Anne Teresa De Keersmaeker : C’est du mouvement, non ? Comment mesurer l’intensité vers le changement ?

Le premier plan s’ouvre sur un grand studio de danse vide, au milieu duquel est visible un unique tabouret. Au fond, derrière une baie vitrée, de grands arbres s’agitent, tordus par le vent. Au sol, on distingue des courbes colorées dessinées à même le tapis de danse. Espace vide, propice à toutes les projections : le silence du plateau rempli par le son étouffé du vent, la planéité de la scène et les grandes masses végétales au balancement irrégulier. Deux hommes entrent. L’un d’eux porte un violoncelle. Il s’assoit et se met à jouer la première suite pour violoncelle de Bach. A ses côtés, l’autre homme se met à bouger doucement – il entre dans une lente oscillation sans que l’on sache si il est porté par le rythme de l’archet ou celui des arbres.

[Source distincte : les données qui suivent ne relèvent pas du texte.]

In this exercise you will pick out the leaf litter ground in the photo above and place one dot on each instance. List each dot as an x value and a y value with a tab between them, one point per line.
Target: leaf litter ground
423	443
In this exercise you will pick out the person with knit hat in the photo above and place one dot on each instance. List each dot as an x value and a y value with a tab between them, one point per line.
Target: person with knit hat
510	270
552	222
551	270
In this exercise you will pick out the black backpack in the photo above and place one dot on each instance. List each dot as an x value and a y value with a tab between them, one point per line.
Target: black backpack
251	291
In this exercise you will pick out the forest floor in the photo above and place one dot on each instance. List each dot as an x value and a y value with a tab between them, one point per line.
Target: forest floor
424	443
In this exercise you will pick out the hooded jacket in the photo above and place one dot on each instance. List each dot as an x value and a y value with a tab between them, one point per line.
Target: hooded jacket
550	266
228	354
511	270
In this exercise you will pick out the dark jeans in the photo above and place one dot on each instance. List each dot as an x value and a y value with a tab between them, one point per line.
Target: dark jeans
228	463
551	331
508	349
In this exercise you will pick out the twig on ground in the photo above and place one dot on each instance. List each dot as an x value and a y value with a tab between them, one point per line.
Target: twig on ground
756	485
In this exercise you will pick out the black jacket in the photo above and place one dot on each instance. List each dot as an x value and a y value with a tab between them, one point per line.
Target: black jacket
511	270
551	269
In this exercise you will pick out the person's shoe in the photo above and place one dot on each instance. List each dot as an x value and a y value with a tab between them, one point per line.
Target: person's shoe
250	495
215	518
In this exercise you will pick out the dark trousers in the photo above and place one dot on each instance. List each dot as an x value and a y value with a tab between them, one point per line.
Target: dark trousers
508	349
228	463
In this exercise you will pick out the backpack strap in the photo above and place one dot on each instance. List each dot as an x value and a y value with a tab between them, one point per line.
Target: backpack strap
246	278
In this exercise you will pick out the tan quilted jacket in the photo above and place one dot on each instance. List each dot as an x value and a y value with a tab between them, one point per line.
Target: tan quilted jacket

« C’est Jean-Sébastien Bach papa » ? me demande ma fille de cinq ans en voyant l’homme au violoncelle se mettre à jouer.

- Non, ça fait longtemps qu’il est mort tu sais. Il vivait il y a très longtemps. Lui, c’est Jean-Guihen Queyras, il est violoncelliste.

 Elle réfléchit.

- Mais alors, comment fait-il pour jouer la musique de Bach si ce n’est pas Bach ?

- Il a lu la partition que Bach a écrite.

- Ah bon, la musique est écrite – avec des mots ?

- Non, avec des notes. Attends, je vais te montrer.

D’un tiroir, j’ai sorti le volume des suites pour violoncelle et je l’ai ouvert devant nous.

- Voilà. Ca, ce sont les Suites pour violoncelle de Bach. Quand Jean-Guihen Queyras veut joueur une suite, il lit cette partition. Elle lui indique les notes, mais aussi le tempo, la vitesse à laquelle il doit jouer, si il doit jouer fort ou doucement.

Elle regarde intensément les lignes et les points qui dansent sur la feuille.

- Je n’arrive pas à lire...

- C’est normal. Pour pouvoir déchiffrer une partition, c’est comme pour lire un livre, il faut apprendre.

- C’est joli, ça fait comme un dessin. J’aimerais bien apprendre à lire la musique moi aussi.

- Oui, si tu veux, je pourrais t’apprendre.

- Et Anne Teresa, elle, elle sait lire la musique ?

Plan rapproché. Jean-Guihen Queyras, à la table, un crayon à la main, explique la composition à la danseuse Marie Goudot et au chorégraphe Anne Teresa de Keersmaeker. Il parle de cadences, de mesures, de tonalités – la mineur, fa majeur. Chacun a sa partition ouverte devant lui, griffonnée de notations, de couleurs, de repères. La partition devient terrain de jeu, espace de travail partagé, s’ouvrant à l’interprétation de tous – et non plus seulement document de spécialiste. Le réseau de notes se fait labyrinthe. Jean-Guihen Queyras, dans le rôle d’Ariane, déroule le fil, indique des chemins.

- Oui, elle sait lire la musique. Tiens regarde. Là, ils ont tous la partition. Ils la lisent ensemble, ils essaient de comprendre comment elle est composée pour pouvoir ensuite la danser…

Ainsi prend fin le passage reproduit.